There is a prober debate to be had about public transport provision over the Christmas period (the lack of Merseyrail on Boxing Day is often an inconvenience for me) but Metro – like its stable-mate the Daily Mail – is more interested in unconstructive whining.

Incidentally, the rail network doesn’t shut down entirely for two days: there will be teams of engineering staff out and about, taking advantage of two days without trains to do some serious work. For example, on 25th and 26th December 2004 the new footbridge over the West Coast Main Line at Liverpool South Parkway was craned into position, while this year Network Rail are replacing a bridge at Sandhills (although the work is too much for two days, so there are rail replacement buses a-plenty for Northern Line passengers on the 27th and 28th).

1st September 2010

Singing in the Train
Posted by at 7.49pm | Trains | 1 response

Merseyrail’s post-engineering work charm offensive continues. Today, as I was hurrying to catch my train to work, I was stopped by a staff member in the booking hall. I was about to dig in my pockets for my Trio, but instead of demanding to see my ticket, he pressed an item into my hand. “A thank you,” he said.

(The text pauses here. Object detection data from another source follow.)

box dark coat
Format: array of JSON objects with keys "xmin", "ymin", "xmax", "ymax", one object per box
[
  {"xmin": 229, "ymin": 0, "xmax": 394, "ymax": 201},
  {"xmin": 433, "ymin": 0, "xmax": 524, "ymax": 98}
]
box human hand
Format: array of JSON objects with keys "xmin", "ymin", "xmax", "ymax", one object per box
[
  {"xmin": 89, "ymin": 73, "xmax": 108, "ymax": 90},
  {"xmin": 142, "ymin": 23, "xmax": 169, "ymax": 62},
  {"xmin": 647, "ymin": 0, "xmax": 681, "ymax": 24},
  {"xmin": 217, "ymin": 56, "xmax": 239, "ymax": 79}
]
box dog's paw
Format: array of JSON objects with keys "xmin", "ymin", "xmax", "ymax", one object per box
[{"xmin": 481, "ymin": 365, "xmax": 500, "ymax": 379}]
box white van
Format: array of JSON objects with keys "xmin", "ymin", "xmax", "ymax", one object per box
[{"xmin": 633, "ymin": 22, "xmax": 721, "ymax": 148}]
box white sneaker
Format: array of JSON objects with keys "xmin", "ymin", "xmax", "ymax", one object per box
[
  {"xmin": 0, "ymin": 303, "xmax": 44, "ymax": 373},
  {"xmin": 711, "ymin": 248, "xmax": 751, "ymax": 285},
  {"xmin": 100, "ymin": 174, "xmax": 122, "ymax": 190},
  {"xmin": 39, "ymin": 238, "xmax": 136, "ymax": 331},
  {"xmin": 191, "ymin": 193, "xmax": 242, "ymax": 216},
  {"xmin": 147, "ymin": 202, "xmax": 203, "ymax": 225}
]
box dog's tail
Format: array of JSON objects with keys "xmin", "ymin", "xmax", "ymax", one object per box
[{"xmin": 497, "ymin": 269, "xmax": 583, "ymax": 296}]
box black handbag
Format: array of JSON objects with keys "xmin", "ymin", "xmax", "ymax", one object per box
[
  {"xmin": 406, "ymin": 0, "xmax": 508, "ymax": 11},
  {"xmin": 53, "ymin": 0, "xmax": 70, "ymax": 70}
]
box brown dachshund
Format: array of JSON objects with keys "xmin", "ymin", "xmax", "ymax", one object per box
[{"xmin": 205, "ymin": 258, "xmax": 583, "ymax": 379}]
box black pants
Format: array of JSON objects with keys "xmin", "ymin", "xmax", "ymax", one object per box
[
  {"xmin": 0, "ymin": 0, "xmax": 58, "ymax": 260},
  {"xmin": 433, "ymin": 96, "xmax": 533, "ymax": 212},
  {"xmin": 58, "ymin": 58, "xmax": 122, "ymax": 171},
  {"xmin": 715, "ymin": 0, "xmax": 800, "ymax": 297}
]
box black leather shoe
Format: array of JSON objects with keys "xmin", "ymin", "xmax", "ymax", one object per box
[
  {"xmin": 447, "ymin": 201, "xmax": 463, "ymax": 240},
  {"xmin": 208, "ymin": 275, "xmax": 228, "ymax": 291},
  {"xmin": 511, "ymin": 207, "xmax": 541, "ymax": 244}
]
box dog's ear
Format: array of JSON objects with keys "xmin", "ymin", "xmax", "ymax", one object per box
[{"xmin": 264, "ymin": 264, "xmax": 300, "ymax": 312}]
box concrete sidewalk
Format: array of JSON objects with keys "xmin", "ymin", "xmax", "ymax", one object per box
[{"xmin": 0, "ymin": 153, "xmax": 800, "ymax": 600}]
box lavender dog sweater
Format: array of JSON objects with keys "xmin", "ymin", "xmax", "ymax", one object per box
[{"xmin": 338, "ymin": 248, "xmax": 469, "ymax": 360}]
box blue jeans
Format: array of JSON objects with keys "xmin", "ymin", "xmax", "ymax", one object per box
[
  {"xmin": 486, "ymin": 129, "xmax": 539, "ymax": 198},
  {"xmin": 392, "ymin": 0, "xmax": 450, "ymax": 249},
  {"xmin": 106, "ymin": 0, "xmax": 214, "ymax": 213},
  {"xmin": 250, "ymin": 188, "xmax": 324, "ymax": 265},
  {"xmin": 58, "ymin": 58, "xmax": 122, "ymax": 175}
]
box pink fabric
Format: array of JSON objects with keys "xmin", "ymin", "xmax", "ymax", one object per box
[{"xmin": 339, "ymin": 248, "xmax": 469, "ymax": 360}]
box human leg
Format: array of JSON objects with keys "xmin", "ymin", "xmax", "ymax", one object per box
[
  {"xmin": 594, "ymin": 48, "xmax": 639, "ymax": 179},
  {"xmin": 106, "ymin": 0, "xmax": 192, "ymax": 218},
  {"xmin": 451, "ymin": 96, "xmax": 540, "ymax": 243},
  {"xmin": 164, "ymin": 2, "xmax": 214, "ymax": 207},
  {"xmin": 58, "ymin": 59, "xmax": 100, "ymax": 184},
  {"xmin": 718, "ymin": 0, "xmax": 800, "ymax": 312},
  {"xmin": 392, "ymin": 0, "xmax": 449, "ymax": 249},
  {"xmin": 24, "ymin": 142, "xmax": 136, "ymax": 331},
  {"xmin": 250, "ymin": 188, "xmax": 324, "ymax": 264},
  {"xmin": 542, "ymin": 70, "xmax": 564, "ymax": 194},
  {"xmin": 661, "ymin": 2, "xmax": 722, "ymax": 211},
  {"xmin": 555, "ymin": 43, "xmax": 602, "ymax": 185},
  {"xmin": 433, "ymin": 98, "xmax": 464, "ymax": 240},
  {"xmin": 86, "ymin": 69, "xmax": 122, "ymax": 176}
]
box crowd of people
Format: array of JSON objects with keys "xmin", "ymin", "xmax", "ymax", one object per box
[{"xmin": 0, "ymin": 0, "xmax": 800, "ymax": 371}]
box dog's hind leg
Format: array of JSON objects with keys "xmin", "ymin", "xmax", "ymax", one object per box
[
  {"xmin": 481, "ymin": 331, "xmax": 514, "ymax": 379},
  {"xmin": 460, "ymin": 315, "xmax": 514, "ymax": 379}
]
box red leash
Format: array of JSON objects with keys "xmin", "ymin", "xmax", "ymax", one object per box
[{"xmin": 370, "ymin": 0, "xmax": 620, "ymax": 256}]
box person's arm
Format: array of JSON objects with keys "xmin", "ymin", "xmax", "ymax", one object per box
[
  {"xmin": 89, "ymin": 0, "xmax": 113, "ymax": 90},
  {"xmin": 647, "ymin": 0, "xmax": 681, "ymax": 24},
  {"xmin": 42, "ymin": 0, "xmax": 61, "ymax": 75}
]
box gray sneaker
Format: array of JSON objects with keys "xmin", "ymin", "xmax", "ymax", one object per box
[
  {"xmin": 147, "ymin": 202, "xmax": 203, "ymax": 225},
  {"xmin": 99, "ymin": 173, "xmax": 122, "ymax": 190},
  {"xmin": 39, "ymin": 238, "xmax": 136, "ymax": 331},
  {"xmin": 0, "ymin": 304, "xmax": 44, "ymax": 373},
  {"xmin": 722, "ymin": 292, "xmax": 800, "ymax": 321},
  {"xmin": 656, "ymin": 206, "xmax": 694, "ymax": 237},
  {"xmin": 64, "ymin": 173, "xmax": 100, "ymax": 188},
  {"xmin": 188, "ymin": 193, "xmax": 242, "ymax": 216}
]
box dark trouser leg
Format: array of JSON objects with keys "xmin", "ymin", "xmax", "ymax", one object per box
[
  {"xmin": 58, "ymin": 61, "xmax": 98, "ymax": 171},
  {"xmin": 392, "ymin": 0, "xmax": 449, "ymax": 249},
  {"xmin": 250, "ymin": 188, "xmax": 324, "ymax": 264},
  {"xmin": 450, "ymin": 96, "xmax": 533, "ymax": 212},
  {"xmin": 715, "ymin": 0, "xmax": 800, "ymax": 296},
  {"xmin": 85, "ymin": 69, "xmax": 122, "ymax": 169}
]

Closer inspection revealed it to be an umbrella emblazoned with the Merseyrail logo! Surely this is something for me to sell on eBay treasure for years to come.

Merseyrail Umbrella

Thanks Merseyrail. I’m actually going to feel almost guilty when I criticise your ticketing policy in my next blog post.

28th August 2010

On the Right Track
Posted by at 12.02pm | Trains | 1 response

I interrupt the Brighton odyssey to bring you an important newsflash… MY TRAINS ARE BACK! Yes, after five weeks of engineering works and rail replacement bus services, normal service has been restored, and I am once again being comforted by the familiar whine of Class 507 traction motors at the end of my garden.

We are promised that this will be the last extended closure “for three years” – which invites the worrying question of what they’ve got planned in 2013. But Merseyrail did at least recognise that it has been inconvenient for scores of passengers, and sent out some staff on Wednesday morning to pass out leaflets at the bus stop:

Merseyrail Thank You Leaflet

On the other side is a voucher to get a cup of coffee for just 50p at any MtoGo shop – rest assured I will be presenting this at Liverpool Central on Monday morning.

14th December 2008

The Most Advanced Passenger Train
Posted by at 5.20pm | Trains | No responses

So, how did day 1 of the Super duper new West Coast Main Line timetable go? I have no first hand experience, but over on uk.railway one person reported that his train from Lime Street to London this morning was cancelled due to… overrunning engineering works. Hm.

Elsewhere it was a happier story, with Stone station in Staffordshire getting its first train in five years, after its services were “bustituted” in 2003 to allow the upgrade work to take place.

Network Rail can’t quite shake the engineering work bug though, as there’s one last hurrah the weekend after Christmas.

19th January 2008

Posted by at 10.29am | In the News, Trains | No responses

Somewhere in Network Rail headquarters, a light goes on! This in The Times from head honcho, Iain Coucher:

“We now need to run railways every single day of the week. We need to run them on Christmas Days and Boxing Days,” he said.

“We traditionally have taken weekends and Bank Holidays to do engineering work. But we know that there is demand to use the railways 365 days a year.”

Mr Coucher condemned the attitude of some train companies, which have claimed there would be too few passengers to make it worth running a service over Christmas. “If we gave the ability for people to run trains on Christmas Day, I’m sure there would be travellers. There are still key workers working and there are many people who are not from a Christian background and want to travel,” he said. “We know that Boxing Day is one of the busiest shopping days of the year.”

Running trains when people want to use them? It’ll never catch on.